I am extracting dates from a MySQL database and have noticed something odd. The format that MySQL uses is YYYY-MM-DD, but I want to convert them to date properties. Unfortunately, AS cannot coerce it in the native form:
date "2006-06-11"
So, I put together a quick and dirty handler, and noted this:
asdate("2006-06-11")
on asdate(b)
set x to (current date)
set x's month to (word 2 of b)
return x's month
end asdate
-->July
So far, it is only when the month is “02”, “04”, “06”, “09” or "11"that this happens; all those months are coerced to next month (i.e., March, May, July, October, & December instead of February, April, June, September, & November).
Interestingly, if I just swap the year to the back of the string, like this:
date "06-11-2006"
The date is then properly coerced to date “Sunday, June 11, 2006 12:00:00 AM”
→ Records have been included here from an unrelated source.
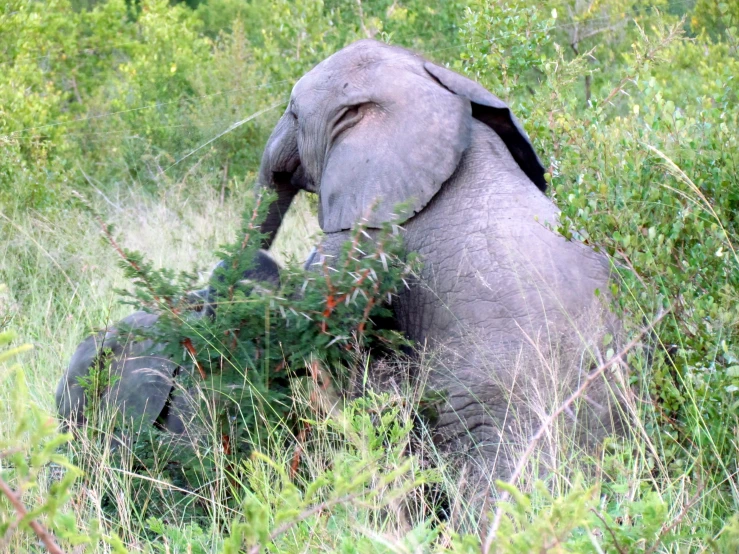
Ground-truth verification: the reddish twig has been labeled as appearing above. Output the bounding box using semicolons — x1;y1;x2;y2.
182;337;207;380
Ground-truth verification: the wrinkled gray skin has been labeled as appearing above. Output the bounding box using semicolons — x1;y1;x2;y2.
260;40;615;475
56;251;280;433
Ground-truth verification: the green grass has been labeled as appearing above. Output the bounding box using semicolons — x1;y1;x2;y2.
0;183;739;552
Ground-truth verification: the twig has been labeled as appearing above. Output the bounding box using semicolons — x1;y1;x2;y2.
0;472;64;554
644;478;704;554
590;508;626;554
249;492;362;554
482;310;669;554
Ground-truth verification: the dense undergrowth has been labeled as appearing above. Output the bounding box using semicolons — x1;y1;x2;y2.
0;0;739;553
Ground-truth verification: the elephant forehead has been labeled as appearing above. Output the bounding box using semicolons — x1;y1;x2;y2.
291;39;423;109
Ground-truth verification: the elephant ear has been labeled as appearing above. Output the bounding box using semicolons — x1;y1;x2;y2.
424;62;547;192
320;61;471;233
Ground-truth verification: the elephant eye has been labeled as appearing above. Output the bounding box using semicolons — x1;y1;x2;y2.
331;104;364;140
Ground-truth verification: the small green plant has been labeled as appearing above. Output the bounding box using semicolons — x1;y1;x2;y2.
0;310;126;554
79;192;415;517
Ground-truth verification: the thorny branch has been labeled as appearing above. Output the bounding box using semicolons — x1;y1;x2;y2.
0;470;64;554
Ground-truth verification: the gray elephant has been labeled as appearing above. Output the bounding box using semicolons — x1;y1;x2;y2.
55;251;280;433
259;40;618;475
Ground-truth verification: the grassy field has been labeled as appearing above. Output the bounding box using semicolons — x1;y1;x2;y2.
0;0;739;554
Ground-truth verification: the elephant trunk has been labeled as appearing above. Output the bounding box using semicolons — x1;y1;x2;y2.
260;179;298;250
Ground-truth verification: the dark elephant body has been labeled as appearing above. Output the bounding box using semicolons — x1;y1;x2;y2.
260;41;618;474
55;251;280;433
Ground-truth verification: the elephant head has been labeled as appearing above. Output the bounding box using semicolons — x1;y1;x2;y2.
259;39;546;247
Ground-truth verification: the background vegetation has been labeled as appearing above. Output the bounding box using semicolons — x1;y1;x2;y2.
0;0;739;552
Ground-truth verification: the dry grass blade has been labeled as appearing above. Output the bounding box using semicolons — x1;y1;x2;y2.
482;310;669;554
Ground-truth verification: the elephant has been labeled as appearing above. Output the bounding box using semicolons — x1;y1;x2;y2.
55;250;280;434
257;39;620;476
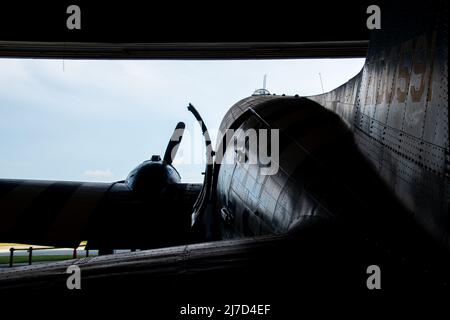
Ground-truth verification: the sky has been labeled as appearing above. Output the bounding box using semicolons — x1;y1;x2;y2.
0;59;364;182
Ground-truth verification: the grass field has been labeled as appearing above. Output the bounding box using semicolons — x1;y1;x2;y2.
0;254;77;264
0;241;87;248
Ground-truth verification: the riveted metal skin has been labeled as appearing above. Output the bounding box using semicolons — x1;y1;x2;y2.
209;2;450;252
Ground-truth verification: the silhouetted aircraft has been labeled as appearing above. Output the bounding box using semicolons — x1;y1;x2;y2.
0;1;450;308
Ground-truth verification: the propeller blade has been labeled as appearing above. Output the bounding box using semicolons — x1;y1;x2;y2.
163;122;186;164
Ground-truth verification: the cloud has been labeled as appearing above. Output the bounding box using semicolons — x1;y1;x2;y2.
84;169;113;179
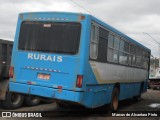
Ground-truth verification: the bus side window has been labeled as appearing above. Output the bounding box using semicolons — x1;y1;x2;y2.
90;24;99;59
97;27;109;63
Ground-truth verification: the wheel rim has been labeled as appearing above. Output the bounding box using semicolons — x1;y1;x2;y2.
11;93;21;105
113;94;118;110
I tested this on a G4 iBook and an Intel iMac, both running 10.4.8.
You probably ran the script yesterday “ 31st January. When you set the month of that date to June, which only has 30 days, there’s an overflow into the following month. I expect you’ll find it’s working fine this morning, 1st February.
For this sort of thing, you should either set the day of x to 1 first, or set x to some precompiled date whose day is 1. For greatest flexibility, the pre-compiled month should have 31 days too.
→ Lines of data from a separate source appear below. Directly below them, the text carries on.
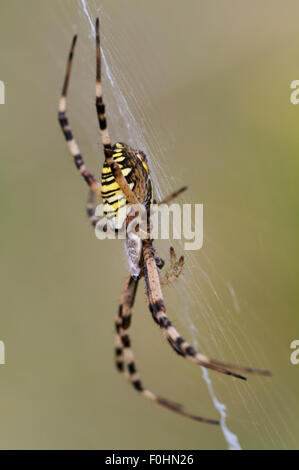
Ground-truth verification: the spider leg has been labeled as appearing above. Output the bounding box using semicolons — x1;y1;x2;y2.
115;274;220;424
160;246;184;286
58;36;101;197
86;190;98;227
143;240;271;380
158;186;187;206
96;18;139;205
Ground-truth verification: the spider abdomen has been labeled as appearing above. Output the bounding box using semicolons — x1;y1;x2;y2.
102;143;153;229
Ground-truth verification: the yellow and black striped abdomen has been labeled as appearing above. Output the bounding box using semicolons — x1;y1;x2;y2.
102;143;153;229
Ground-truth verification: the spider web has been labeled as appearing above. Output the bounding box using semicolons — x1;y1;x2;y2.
52;0;296;450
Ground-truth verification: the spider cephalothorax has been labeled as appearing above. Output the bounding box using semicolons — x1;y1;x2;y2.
58;19;270;424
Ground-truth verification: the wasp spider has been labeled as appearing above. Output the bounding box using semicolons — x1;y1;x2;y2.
59;19;270;424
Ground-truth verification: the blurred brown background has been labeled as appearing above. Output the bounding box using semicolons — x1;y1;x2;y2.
0;0;299;449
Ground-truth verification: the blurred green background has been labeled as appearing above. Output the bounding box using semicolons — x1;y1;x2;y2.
0;0;299;449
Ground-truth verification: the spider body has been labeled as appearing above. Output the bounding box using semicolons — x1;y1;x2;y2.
58;19;270;424
102;142;153;229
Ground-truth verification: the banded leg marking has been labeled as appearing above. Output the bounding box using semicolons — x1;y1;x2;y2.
58;36;101;197
143;240;270;380
115;275;220;425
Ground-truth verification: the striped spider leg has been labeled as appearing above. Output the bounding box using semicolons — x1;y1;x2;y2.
143;240;271;380
58;36;102;197
59;19;270;424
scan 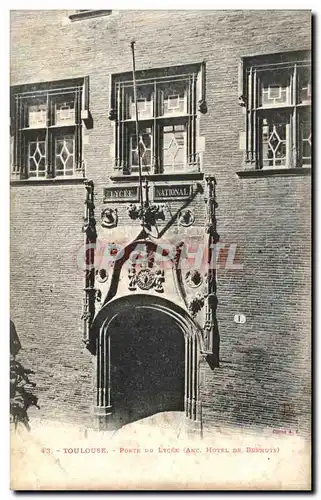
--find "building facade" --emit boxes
[10,10,311,434]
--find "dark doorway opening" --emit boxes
[107,308,185,427]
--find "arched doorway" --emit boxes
[108,309,185,425]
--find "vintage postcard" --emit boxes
[10,9,312,491]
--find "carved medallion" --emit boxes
[96,269,108,283]
[137,268,155,290]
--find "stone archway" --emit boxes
[91,295,200,428]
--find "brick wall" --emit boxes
[11,10,311,430]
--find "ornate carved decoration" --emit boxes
[96,269,108,283]
[198,99,207,114]
[101,208,118,228]
[178,208,195,227]
[128,264,165,293]
[82,181,97,343]
[185,269,203,288]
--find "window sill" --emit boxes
[10,177,87,186]
[110,172,204,182]
[236,167,311,177]
[68,10,112,22]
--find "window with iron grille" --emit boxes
[242,52,312,169]
[11,79,86,179]
[111,65,204,175]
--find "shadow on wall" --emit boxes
[10,320,39,431]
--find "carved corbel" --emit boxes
[101,208,118,229]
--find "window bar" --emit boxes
[75,88,84,173]
[291,64,299,167]
[73,89,81,171]
[120,85,127,174]
[102,329,109,407]
[243,71,252,162]
[192,334,197,420]
[19,100,29,179]
[106,335,111,406]
[98,329,105,406]
[95,338,100,407]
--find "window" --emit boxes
[110,65,204,175]
[242,52,312,169]
[11,79,88,179]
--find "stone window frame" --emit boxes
[109,62,207,177]
[238,51,312,175]
[10,77,90,181]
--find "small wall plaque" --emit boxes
[154,184,193,201]
[104,186,139,203]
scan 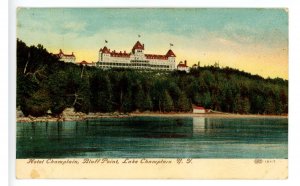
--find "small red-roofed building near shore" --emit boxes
[54,49,76,63]
[177,60,190,73]
[193,106,206,114]
[77,60,96,67]
[97,41,176,70]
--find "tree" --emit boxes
[162,90,174,112]
[178,92,191,112]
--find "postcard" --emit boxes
[16,7,289,179]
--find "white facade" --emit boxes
[55,49,76,63]
[97,41,176,70]
[177,61,190,73]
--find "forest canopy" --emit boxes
[17,39,288,116]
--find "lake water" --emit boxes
[17,117,288,158]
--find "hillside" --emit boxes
[17,40,288,116]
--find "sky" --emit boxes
[17,8,288,79]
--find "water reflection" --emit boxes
[17,117,287,158]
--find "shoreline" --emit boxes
[16,112,288,123]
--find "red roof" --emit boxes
[145,54,168,60]
[54,49,75,57]
[110,51,130,58]
[166,49,176,57]
[132,41,144,50]
[177,62,188,67]
[100,46,110,54]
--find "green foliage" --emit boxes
[17,40,288,116]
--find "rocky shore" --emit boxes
[17,108,288,123]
Right on, gentlemen. Thank you for the solution. The original handler that I wrote (I only posted a part of it) was kicking out those weird dates, and it is now clear that the reason was the order of replacement I selected: Year, Month, then Day. By reversing it to Day, Month, Year, it should work any day, any time.
. except during a short month when you want to set the date to the 31st of a long month, or during February when you want to set the date to 29th-31st of another month, or during a non-leap year when you want to set 29th February.